Unpublished work from his own laboratory suggests that when senescence cells were deleted, there was a significant delay in ageing-associated disorders – in mice. ‘We now have to unpick how relevant this is. For those of us who have worked in the area, it’s pretty heartening. I like to think that the mechanisms that control the ageing process are clearer than when I started back in the 1980s. If we can really drive down on these, we could compress morbidity, extend lifespan, save money and increase human happiness.’

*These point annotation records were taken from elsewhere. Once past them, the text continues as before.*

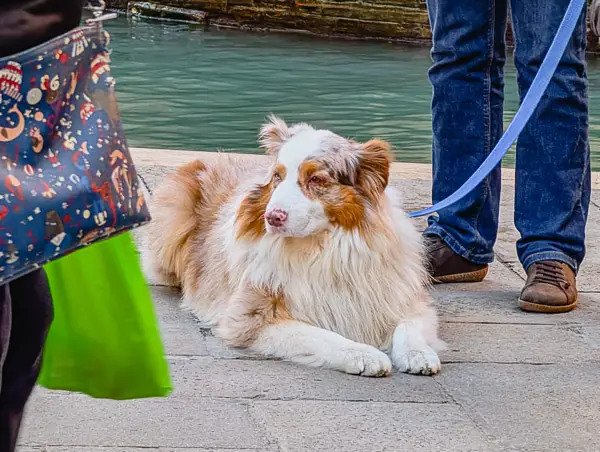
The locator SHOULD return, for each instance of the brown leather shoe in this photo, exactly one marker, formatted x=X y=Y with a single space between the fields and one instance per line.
x=445 y=266
x=550 y=288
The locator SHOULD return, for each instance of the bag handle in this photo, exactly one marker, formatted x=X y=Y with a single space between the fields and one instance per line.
x=97 y=8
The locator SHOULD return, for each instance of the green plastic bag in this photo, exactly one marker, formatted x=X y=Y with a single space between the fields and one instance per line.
x=104 y=340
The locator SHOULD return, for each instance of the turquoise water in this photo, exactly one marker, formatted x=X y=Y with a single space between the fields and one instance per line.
x=184 y=87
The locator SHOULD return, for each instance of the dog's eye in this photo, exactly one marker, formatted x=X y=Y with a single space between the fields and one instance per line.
x=315 y=180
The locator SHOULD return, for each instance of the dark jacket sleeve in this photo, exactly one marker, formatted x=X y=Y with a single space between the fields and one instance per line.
x=27 y=23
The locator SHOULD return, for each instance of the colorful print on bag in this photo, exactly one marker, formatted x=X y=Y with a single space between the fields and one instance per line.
x=67 y=178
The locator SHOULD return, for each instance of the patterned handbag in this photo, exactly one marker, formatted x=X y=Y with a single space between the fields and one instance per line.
x=66 y=175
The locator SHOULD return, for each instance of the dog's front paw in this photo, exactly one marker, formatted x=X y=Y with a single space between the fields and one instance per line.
x=418 y=361
x=368 y=362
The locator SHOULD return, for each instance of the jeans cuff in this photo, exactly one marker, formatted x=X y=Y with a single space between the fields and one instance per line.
x=457 y=247
x=550 y=256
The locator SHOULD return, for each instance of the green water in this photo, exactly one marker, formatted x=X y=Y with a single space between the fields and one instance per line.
x=183 y=87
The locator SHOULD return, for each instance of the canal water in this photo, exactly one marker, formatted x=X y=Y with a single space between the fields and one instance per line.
x=183 y=87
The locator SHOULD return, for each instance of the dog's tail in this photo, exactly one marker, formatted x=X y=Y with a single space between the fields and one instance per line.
x=174 y=207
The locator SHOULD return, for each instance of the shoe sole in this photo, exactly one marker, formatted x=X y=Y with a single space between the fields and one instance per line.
x=476 y=276
x=544 y=308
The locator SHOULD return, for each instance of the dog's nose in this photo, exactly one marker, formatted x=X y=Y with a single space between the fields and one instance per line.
x=276 y=217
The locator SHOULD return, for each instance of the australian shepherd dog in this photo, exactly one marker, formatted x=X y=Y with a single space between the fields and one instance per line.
x=305 y=255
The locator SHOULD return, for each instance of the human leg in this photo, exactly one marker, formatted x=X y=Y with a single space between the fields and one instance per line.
x=553 y=178
x=468 y=92
x=26 y=315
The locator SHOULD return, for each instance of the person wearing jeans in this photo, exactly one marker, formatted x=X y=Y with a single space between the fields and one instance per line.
x=553 y=179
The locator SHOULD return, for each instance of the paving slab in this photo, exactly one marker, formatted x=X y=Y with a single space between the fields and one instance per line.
x=180 y=332
x=495 y=300
x=519 y=343
x=76 y=420
x=315 y=426
x=133 y=449
x=530 y=408
x=277 y=380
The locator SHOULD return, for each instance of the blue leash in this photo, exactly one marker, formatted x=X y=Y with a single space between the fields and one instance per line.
x=531 y=101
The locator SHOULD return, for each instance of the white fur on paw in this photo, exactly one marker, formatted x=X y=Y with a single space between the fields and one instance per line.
x=413 y=361
x=368 y=362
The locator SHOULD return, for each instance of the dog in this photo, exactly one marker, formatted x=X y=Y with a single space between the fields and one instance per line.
x=305 y=255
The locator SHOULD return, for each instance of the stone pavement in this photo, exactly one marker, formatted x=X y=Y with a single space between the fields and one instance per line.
x=510 y=381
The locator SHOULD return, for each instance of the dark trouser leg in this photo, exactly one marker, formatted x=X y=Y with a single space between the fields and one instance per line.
x=553 y=157
x=468 y=92
x=25 y=317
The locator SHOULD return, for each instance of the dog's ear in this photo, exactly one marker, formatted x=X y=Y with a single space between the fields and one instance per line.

One barrier to progress was a short-sighted lack of funding for research in ageing, said Faragher. And yet, ‘If something came out of UK laboratories studying ageing to reduce the burden on the NHS, it wouldn’t just pay for all ageing research, it would pay for all universities,’ he said.
Kirkwood added that it had been unbelievably hard to get funding for the Newcastle 85+ study. This MRC-funded study, started in 2006, includes everyone born in Newcastle in 1921, and looked for the presence or absence of 18 different diseases. It found that, despite the fact that 78 per cent of the group self-rated their health as good, very good, or excellent, most had between three and six medical conditions. Before the study, the paucity of information on the health status of 85-year-olds was not recognised as a problem. Now that data was coming in, it was having an impact, he said, and he would like to set up a similar study on a cohort born a decade later. ‘We won’t fill the information vacuum unless we start designing trials in the right way now. This underpins all our planning for the future in terms of health service provision.’
As a result of the 85+ study Kirkwood described a new clinic now being trialled in Newcastle. There are 10 CRESTA (clinic for research and service through themed assessments – yes, it’s not perfect, but they worked on the acronym for ages) clinics per week, each dealing with different complex co-morbid conditions. ‘Instead of the patient bouncing around to outpatient departments, the specialists come together in a single clinic and examine the patient from the different perspective of their specialty. They then confer at the end of the clinic and a treatment course is designed that takes account of all the things they have been able to look at. I am firmly convinced that though this has only been running for two months, this is the future of NHS treatment for this age group, though it has to be proven.’ Organisational changes could also make a huge difference to elderly patients in primary care. The RCGP has recognised that older patients need consultations of 15 minutes rather than the standard seven.
‘It is unreasonable to ask elderly patients with co-morbidity to bring one problem at a time, as some GP practices do. The current system means that many elderly ‘have a shopping list of prescriptions and nothing ever gets taken off. They just get a new one added and it needs someone to review the list,’ Kirkwood said. Hospital appointments similarly are designed around patients with single conditions. Patients see one specialist, dealing with one facet of their health at a time. And receive a prescription accordingly.
Asked what we can all do to increase our chances of a healthy old age, the answer sounded familiar. ‘There is nothing high-tech science can do for your ageing at the moment, and a great deal that low-tech science and interventions like nutrition and exercise can do,’ Kirkwood said.